小田急電鉄CSR・広報部の担当者は、引退の理由を「VSEの車体はアルミ合金押出形材でダブルスキンという特殊な構造です。古い車両は部品の調達などが困難ですが、特にVSEは部品の調達のみならず修理にも手間がかかってしまうことが引退の理由です」と説明する。
VSEは2005年に登場。まだ17年しか活躍していない。一般的に鉄道車両は30年ほど使用される。それだけに、VSEの早すぎる引退は小田急ユーザーや鉄道ファンを騒然とさせた。公式には特殊な構造が理由に挙げられているが、利用者の激減による経営環境の激変も影響を及ぼしたであろう。

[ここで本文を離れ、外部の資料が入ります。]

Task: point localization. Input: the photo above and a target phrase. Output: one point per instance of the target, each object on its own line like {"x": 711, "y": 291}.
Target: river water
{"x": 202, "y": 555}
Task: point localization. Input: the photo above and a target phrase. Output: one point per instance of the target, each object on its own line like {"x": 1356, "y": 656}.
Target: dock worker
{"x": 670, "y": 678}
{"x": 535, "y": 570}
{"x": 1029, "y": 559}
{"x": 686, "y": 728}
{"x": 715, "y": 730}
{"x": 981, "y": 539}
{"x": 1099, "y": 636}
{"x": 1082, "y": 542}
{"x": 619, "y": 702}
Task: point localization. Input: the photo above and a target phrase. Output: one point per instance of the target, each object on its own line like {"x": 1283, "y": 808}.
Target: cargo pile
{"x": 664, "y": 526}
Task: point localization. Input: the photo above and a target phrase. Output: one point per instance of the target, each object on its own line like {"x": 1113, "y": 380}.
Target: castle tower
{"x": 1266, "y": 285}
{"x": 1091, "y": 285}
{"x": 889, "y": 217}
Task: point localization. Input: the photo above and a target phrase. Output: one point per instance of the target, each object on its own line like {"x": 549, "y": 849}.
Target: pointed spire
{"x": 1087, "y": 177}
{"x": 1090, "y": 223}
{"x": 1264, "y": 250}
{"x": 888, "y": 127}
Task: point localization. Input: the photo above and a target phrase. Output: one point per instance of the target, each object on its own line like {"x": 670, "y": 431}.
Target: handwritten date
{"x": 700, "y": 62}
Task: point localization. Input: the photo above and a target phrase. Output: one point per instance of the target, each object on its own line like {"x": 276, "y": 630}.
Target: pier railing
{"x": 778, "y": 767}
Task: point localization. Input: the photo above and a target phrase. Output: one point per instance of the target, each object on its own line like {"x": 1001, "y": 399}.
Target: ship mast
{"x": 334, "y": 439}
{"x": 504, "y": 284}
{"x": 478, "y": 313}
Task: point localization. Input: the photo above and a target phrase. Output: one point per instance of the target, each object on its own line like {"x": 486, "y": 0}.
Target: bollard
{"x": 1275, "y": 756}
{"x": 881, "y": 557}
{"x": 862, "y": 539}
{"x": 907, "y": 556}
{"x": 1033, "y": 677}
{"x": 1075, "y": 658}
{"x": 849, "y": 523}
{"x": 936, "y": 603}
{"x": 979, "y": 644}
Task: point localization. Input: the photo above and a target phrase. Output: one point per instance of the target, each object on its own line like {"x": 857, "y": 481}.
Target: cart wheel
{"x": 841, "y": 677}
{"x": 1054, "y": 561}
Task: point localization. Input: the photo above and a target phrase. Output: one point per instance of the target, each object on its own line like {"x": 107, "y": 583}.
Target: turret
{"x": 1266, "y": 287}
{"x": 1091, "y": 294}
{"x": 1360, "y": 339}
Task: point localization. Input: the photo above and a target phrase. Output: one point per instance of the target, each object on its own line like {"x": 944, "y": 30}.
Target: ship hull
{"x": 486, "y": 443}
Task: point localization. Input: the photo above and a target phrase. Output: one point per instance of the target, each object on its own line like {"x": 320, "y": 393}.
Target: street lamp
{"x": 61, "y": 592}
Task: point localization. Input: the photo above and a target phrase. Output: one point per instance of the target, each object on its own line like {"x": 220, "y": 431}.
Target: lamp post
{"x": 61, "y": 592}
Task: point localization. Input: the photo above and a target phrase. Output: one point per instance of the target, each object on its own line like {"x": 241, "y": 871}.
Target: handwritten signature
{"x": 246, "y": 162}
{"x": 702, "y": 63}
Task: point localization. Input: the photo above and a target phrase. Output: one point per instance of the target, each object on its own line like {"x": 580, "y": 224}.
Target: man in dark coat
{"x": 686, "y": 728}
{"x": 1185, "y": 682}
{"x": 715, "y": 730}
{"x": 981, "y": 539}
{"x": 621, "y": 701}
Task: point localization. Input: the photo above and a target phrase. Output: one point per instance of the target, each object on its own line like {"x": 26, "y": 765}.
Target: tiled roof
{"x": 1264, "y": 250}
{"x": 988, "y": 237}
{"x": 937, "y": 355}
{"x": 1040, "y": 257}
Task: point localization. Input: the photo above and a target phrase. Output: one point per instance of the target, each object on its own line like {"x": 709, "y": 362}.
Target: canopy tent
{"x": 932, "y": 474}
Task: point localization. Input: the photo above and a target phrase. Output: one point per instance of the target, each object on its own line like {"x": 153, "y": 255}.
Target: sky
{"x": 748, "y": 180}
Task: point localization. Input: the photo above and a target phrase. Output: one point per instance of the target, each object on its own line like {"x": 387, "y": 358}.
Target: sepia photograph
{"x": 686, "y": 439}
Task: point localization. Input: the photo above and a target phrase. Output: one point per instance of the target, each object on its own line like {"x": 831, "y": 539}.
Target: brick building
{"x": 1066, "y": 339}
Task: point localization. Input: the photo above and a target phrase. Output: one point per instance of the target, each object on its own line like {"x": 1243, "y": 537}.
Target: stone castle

売上減を受け、鉄道事業者が経営体質をスリム化するために無駄の削減に取り組む。今春のダイヤ改正で各社は大幅な減便を発表しているが、人件費や燃料代などの抑制が目的だろう。しかし、それにも限界がある。鉄道各社は所有財産の整理を始めており、これまでシナジー効果を生むとされてきた事業部門や子会社・系列会社にもメスを入れ始めた。
「コロナ禍により、小田急のベーカリーショップ『HOKUO』は大幅に売り上げを減少させています。コンビニとの競争も激しく、東京工場や不採算店舗の閉鎖といった構造改革にも着手しました。それでも、コロナが落ち着く様子はありません。今後も事業環境が好転する見込みは立ちません。それらの状況を踏まえ、39店舗のうち10店舗をパン製造・レストラン経営の老舗であるドンクへと譲渡することを決定しました。残り29店舗の今後は、現段階で未定です」(同)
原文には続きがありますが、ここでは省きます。